The Marisa Tomei comparison is already being made -- but Marisa Tomei actually earned her Oscar. It's not her fault that the Academy Award almost never rewards inspired comic performances, and so we're surprised when they finally see some comedic acting they think is worth noting.

And Marisa Tomei at least fulfilled the most basic requirement for receiving an Oscar -- she finished a project and did so to general accolades.

Obama has done none of that.

Barack Obama has done nothing to earn his many accolades -- his book deals, his law review editorship, his Senate seat, his presidency -- except simply exist.
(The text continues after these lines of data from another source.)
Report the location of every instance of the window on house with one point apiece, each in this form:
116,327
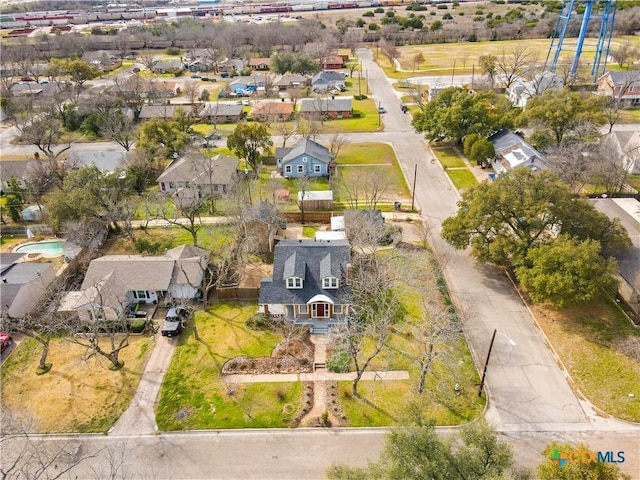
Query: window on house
320,310
330,282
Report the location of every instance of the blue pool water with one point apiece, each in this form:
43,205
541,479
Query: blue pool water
49,248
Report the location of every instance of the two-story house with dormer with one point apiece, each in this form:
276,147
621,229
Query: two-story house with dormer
310,283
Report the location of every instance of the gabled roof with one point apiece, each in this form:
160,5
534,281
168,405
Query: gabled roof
328,76
337,104
221,109
142,272
166,111
254,62
289,78
515,151
189,169
311,260
272,108
307,146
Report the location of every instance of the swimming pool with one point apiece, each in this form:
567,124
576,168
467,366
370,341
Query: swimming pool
48,248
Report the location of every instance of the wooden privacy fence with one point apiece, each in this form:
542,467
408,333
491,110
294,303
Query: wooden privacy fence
309,217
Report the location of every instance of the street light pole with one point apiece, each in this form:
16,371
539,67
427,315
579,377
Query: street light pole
413,195
486,363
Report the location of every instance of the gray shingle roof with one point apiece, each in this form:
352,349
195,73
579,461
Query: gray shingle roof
312,261
338,104
188,169
308,147
220,109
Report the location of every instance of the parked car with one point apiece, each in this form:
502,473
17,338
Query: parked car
5,341
174,321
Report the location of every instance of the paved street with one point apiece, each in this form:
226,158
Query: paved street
531,401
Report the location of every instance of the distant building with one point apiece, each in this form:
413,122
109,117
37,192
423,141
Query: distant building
513,152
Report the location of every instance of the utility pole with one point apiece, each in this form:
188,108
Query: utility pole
413,195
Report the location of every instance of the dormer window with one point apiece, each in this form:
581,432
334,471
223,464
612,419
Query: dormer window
330,282
294,282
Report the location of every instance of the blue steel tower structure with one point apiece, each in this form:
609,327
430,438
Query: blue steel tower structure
605,16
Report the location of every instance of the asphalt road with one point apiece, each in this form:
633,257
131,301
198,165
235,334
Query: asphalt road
531,401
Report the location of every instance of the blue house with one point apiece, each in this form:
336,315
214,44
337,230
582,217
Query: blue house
305,159
310,283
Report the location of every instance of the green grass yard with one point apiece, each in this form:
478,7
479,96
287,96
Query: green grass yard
194,395
587,339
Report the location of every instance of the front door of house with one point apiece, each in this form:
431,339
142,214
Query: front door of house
320,311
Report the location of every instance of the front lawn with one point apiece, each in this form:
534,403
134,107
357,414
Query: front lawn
462,179
589,339
194,395
75,395
210,237
448,157
366,154
450,395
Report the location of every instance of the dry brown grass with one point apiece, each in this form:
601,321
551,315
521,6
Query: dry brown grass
76,395
588,339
Woody Allen observed that 80% of success was just showing up. For Barack Obama, that's 99.9%.

And this highlights the already-wide and quickly-expanding gulf between Obama's reach and his grasp, his reputation and his resume, his accolades and his accomplishments, his words and his deeds... and his hopes and his actual changes.

There has long been an elephant in the room, best ignored, at least best ignored for Obama's political sake.
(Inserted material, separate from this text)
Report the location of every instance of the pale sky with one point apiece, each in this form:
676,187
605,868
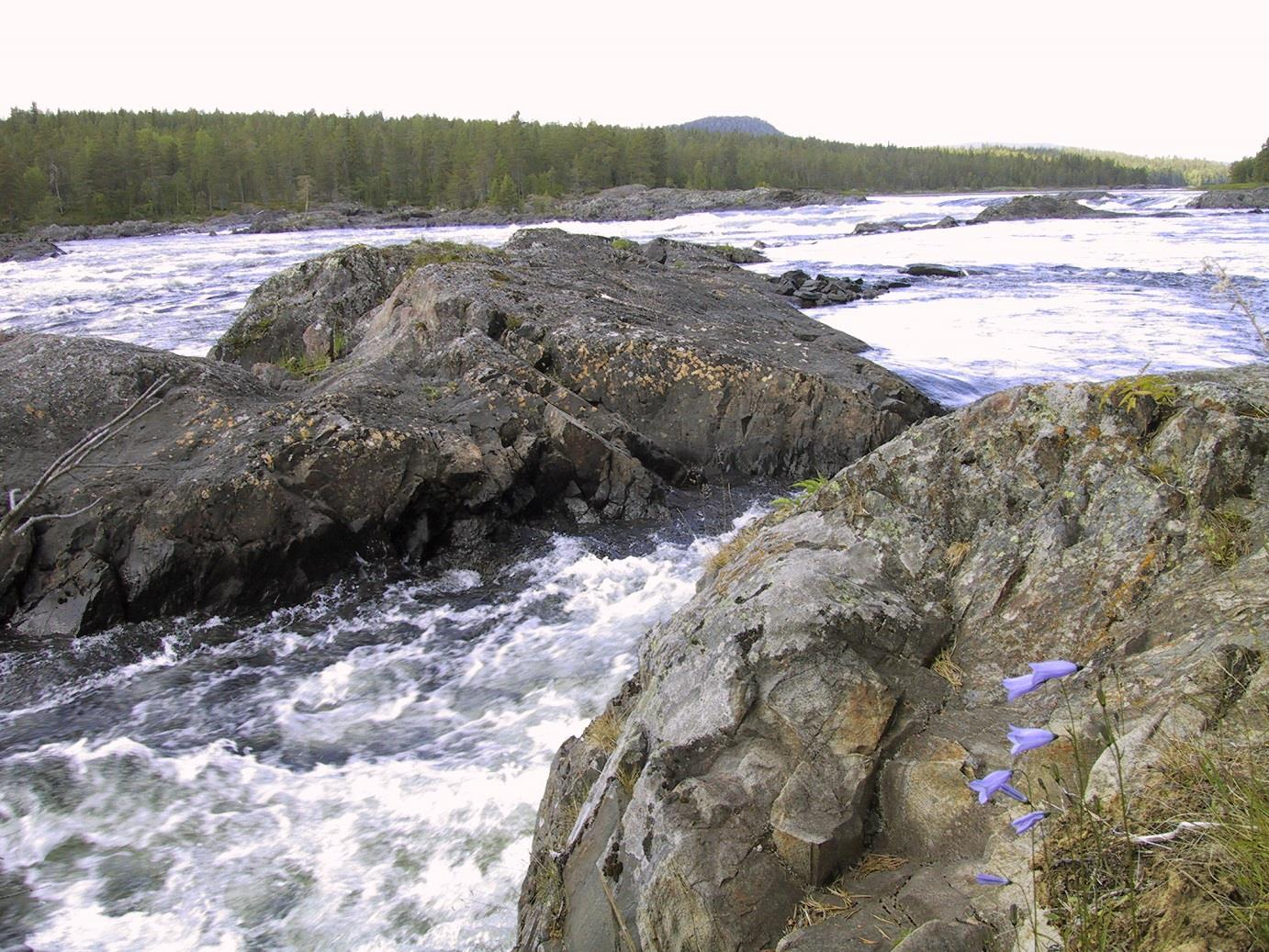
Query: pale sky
1146,78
The Nobel Prize committee has painted that elephant in hot-pink and gold-flake and thrown a ten thousand watt spotlight on it.

The elephant can no longer be ignored.

Obama will become a laughingstock because of this.

Is this his fault? Partly, sure. But not mostly his fault.

But then, neither it is the fault of a mediocre actor who awakes one day to the grim news he has been honored far beyond his abilities, and now will be ridiculed far beyond his culpability for that.